Dans la lignée de la Cour de justice européenne, il a donné raison aux neuf organisations paysannes et de la société civile qui l’avaient saisi en 2014 à ce sujet. Les associations demandaient que les plantes obtenues par les nouvelles techniques de mutagenèse — aussi appelées « OGM cachés » — soient considérées comme des OGM « classiques », et donc soumises à la même réglementation stricte.


En juillet 2018, la justice européenne tranchait sur les organismes génétiquement modifiés (OGM) obtenus par mutagénèse : « Ce sont bien des OGM, ils doivent être réglementés comme tels », décidait-elle. Un an et demi après, le Conseil d’État français a repris cette conclusion à son compte et a demandé à la France de s’y conformer.

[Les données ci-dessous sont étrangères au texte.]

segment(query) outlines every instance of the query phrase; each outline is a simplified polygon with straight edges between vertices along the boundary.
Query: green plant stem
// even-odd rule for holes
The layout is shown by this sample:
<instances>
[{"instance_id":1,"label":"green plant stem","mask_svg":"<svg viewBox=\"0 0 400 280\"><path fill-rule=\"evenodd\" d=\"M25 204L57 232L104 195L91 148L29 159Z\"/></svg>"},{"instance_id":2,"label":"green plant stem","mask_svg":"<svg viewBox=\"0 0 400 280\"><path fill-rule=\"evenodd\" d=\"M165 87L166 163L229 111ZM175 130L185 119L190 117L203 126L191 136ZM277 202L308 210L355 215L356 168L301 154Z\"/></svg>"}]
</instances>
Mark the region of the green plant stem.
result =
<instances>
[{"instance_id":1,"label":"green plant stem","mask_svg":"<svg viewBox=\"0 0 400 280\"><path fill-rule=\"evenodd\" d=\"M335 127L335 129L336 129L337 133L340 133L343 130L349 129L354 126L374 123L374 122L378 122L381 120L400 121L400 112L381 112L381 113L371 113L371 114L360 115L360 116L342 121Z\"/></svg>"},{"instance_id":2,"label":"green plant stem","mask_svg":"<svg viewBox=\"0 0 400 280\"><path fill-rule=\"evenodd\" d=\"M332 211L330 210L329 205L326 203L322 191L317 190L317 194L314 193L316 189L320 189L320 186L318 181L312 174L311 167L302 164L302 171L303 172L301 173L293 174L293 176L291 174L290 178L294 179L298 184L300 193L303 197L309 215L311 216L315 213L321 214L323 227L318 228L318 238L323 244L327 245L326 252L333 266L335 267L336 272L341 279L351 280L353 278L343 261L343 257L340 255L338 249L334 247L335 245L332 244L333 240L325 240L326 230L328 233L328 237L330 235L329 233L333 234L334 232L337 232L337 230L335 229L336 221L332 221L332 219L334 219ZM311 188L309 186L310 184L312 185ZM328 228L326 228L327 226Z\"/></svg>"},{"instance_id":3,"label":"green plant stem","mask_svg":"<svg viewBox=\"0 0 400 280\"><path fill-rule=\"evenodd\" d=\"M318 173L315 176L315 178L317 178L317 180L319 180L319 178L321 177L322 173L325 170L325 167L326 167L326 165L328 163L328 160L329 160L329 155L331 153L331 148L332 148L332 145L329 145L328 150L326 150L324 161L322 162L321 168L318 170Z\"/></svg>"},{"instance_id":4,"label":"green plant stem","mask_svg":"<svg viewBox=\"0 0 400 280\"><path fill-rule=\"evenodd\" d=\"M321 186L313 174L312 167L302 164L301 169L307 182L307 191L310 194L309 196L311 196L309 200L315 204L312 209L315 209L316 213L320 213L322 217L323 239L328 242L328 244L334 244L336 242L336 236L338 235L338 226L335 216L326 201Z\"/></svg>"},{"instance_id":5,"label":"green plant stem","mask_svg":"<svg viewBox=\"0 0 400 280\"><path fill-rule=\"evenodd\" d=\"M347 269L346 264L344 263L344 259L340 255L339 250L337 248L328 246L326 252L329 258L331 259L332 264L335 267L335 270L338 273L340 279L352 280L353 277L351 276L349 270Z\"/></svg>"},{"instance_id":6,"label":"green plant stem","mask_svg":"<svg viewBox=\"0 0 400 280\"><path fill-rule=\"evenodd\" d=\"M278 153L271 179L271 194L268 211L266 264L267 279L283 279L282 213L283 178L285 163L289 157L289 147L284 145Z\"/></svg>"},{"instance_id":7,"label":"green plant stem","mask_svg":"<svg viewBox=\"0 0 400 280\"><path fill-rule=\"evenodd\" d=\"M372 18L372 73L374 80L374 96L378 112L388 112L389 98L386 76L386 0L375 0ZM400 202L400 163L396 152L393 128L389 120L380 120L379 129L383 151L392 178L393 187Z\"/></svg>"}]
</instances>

Ainsi, il a confirmé que les organismes obtenus par certaines techniques de mutagénèse doivent être soumis à la réglementation relative aux OGM. Ils doivent donc être assujettis aux évaluations sanitaires et environnementales avant toute mise sur le marché. Ils doivent aussi répondre aux obligations d’information du public, d’étiquetage et de suivi.

Certains de ces « OGM cachés » sont des variétés de plantes rendues tolérantes aux herbicides (VRTH). Le Conseil d’État a estimé qu’en vertu du principe de précaution, « le Premier ministre ne pouvait refuser de prendre des mesures de prévention pour l’utilisation de variétés de plantes rendues tolérantes aux herbicides. »

D’après les chiffres de l’Agence de sécurité sanitaire (Anses), les variétés rendues tolérantes aux herbicides représentent, en France, entre 20 et 30 % des surfaces de tournesol et 2 à 5 % des surfaces de colza. la décision des juges pourrait ainsi entraîner la fin de la commercialisation et de la culture de certaines de ces plantes.

Dans un communiqué, le gouvernement a déclaré qu’il allait « étudier de manière approfondie la décision du Conseil d’Etat, afin de la mettre en œuvre en prenant en compte l’avis de l’Anses du 26 novembre dernier et conformément à la réglementation européenne. »

Pour 27 organisations de la filière agricole, parmi lesquelles les semenciers et les syndicats agricoles majoritaires (FNSEA, JA), cette décision «  soulève de nombreuses interrogations techniques susceptibles d’entraîner une insécurité juridique et un potentiel frein à l’innovation », ont-elles affirmé dans un communiqué. Elles ont demandé au gouvernement d’attendre la fin des travaux lancés il y a peu par la Commission européenne pour mettre à jour sa réglementation.

Les associations requérantes se sont pour leur part félicitées de cette décision du Conseil d’État « qui fait passer la santé et l’environnement avant les intérêts économiques de quelques firmes semencières et productrices de pesticides ». Elles ont dit «  attendre du gouvernement qu’il applique enfin la loi en respect du principe constitutionnel de précaution ».